Как ни скрывала Кармелла правду, а Тони все-таки узнал, что она застукала Дэниела со своей племянницей Джози. Повар не сомневался, что его сын успел трахнуть нескольких девиц ди Маттиа и еще кого-нибудь из кланов Саэтта и Калоджеро. Юный Джо если и был свидетелем некоторых отношений отца с женщинами, то уже взрослых, а не щенячьей дури, когда-то устраиваемой Дэниелом с его «поцелуйными кузинами». Впрочем, сын писателя и сам был не промах. Дед знал: Джо провел достаточно ночей в женском спальном корпусе Эн-эм-эйч. (Просто чудо, что парня не поймали и не вышвырнули из школы, особенно в последние месяцы его выпускного года!) Впрочем, неудивительно, что внук рассказывал деду вещи, которые не решился бы рассказать отцу.
В ту страшную ночь — их последнюю ночь в Извилистом — повар молился. Он никогда не молился ни до, ни после. А тогда он просил у Бога дать ему время. Повар шептал слова своей молитвы, видя личико сына за ветровым стеклом «понтиака». (Дэниел сидел на пассажирском сиденье, словно не сомневался, что отец благополучно затащит тело мертвой Джейн на кухню Карла и вернется.)
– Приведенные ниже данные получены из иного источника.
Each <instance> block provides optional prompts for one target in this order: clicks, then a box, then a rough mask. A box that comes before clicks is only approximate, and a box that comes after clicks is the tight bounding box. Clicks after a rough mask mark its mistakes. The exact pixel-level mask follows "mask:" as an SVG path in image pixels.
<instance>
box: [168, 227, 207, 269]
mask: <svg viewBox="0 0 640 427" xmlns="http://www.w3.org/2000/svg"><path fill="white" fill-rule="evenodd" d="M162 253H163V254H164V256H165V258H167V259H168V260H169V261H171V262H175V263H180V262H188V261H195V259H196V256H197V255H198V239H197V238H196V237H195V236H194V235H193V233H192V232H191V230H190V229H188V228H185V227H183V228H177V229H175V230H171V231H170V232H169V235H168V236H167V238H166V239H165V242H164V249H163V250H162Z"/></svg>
Говоря о романах Дэнни Эйнджела (о том, что в них было, и в особенности о том, что автор оставил за рамками), повар и Кетчум оба безошибочно замечали одну особенность. В книгах много места отводилось тому, чего боялся Дэнни. Возможно, его страхи были порождены воображением. Так думал Тони, проверяя тесто для пиццы (оно еще недостаточно поднялось). В романах Дэнни Эйнджела оживали кошмары, мучившие душу писателя, и прежде всего — страх потерять ребенка, знакомый любому родителю. В каждом романе обязательно было нечто (обстоятельства или человек), угрожающее ребенку или детям. Не в последнюю очередь дети подвергались опасности просто потому, что были слишком малы или молоды!